Hits and Misses

Hits and Misses

Monday, April 30, 2018

Tuesday, April 10, 2018

President Trump: The Heat's Getting Hotter

In a column dated April 9th, the New York Times' Matt Apuzzo has given a succinct overview of why Trump is ranting and raving about the FBI's raid on the house, office, and hotel room of Michael Cohen, Trump's personal lawyer for over ten years:

"The searches open a new front for the Justice Department in its scrutiny of Mr. Trump and his associates: His longtime lawyer is being investigated in Manhattan; his son-in-law, Jared Kushner, is facing scrutiny by prosecutors in Brooklyn; his former campaign chairman is under indictment; his former national security adviser has pleaded guilty to lying; and a pair of former campaign aides are cooperating with Mr. Mueller.  Mr. Mueller, meanwhile, wants to interview Mr. Trump about possible obstruction of justice."

It's important to recognize two points about this FBI raid.  First, the FBI had search warrants, which means a federal judge was convinced that there was probable evidence of a crime.  That means the raid was legal, despite Trump claiming it was a break-in. Second, although Special Counsel Mueller may have uncovered information that led to the search warrants, it was not his doing.  Instead, the raid was authorized by Geoffrey S. Berman, the US Attorney for the Southern District of New York (who, incidentally, was a Sessions' appointee [correction:  a statement the day after I wrote this had Mr. Berman recusing himself for undisclosed reasons.  The person who authorized it was Robert S. Khuzani]).

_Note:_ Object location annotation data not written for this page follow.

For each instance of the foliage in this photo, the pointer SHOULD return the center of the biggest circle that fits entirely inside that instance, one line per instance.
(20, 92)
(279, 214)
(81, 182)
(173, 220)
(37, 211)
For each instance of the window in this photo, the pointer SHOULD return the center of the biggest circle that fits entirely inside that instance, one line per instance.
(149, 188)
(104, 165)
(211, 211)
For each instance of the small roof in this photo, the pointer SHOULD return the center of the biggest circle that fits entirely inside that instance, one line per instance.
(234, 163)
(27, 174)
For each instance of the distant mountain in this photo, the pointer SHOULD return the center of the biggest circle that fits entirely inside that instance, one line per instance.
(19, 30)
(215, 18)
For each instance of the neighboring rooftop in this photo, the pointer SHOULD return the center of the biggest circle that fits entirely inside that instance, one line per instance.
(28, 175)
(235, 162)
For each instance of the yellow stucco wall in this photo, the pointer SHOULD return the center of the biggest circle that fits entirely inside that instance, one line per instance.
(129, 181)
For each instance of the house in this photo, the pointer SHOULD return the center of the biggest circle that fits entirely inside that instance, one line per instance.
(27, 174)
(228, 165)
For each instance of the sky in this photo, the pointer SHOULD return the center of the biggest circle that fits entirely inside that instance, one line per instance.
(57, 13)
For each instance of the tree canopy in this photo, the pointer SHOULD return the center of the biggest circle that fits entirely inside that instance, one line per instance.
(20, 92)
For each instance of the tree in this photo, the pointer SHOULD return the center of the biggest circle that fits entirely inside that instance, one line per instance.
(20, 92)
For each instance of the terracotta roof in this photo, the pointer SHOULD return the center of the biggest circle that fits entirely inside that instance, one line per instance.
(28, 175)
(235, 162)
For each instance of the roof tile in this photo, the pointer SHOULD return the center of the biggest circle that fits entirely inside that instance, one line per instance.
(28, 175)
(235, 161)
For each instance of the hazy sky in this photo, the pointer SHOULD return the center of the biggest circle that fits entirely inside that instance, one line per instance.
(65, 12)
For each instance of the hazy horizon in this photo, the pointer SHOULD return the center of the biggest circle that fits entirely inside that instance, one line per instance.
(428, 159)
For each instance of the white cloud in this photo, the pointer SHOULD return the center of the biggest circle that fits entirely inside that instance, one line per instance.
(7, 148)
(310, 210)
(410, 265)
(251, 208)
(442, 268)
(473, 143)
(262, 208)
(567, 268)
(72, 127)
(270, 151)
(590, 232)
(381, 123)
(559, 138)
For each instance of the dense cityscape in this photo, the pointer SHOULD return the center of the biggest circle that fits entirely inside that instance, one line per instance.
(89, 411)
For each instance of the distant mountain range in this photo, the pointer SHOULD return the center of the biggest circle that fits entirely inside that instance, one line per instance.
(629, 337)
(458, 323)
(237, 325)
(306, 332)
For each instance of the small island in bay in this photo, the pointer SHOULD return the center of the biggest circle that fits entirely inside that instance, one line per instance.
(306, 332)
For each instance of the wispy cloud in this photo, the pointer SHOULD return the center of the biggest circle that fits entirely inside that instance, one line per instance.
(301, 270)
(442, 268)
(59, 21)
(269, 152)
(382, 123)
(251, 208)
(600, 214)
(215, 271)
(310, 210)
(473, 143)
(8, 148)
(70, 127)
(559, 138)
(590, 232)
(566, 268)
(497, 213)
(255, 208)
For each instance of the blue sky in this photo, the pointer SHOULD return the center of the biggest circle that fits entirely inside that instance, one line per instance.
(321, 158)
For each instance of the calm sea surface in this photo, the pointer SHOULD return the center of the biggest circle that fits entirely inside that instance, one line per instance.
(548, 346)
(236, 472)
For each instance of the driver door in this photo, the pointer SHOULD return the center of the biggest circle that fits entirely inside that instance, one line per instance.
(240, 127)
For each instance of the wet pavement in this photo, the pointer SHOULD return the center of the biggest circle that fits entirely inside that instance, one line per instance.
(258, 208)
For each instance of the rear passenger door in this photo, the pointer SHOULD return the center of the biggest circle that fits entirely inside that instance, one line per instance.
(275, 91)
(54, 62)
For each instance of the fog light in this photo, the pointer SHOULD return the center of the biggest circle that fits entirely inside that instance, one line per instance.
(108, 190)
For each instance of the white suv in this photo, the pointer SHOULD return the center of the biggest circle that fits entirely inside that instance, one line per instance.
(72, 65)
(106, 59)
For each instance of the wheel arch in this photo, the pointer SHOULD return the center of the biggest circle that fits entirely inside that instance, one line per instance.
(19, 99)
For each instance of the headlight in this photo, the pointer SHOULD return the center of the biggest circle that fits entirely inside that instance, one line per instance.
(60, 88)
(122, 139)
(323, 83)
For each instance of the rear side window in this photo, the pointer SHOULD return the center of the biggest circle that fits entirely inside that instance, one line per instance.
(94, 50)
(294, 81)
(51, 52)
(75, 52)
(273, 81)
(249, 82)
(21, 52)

With those points in mind, take a moment to reread Apuzzo's summary:  "The searches open a new front for the Justice Department in its scrutiny of Mr. Trump and his associates: His longtime lawyer is being investigated in Manhattan; his son-in-law, Jared Kushner, is facing scrutiny by prosecutors in Brooklyn; his former campaign chairman is under indictment; his former national security adviser has pleaded guilty to lying; and a pair of former campaign aides are cooperating with Mr. Mueller.  Mr. Mueller, meanwhile, wants to interview Mr. Trump about possible obstruction of justice."

The heat is getting hotter.  Given Trump's impulsiveness and irrationality, it's risky to predict what he may decide about being interviewed by Mueller.  But I rather think his overweening vanity may compel him to agree to such an interview.  And since Trump lies as readily as the rest of us breathe, he may well then go up in flames.

Ultimately, however, what is most important is that the legal process goes forward.  Only by careful and methodical application of the rule of law can this nation hope to return to a rational and civil governance, of, by, and for the people.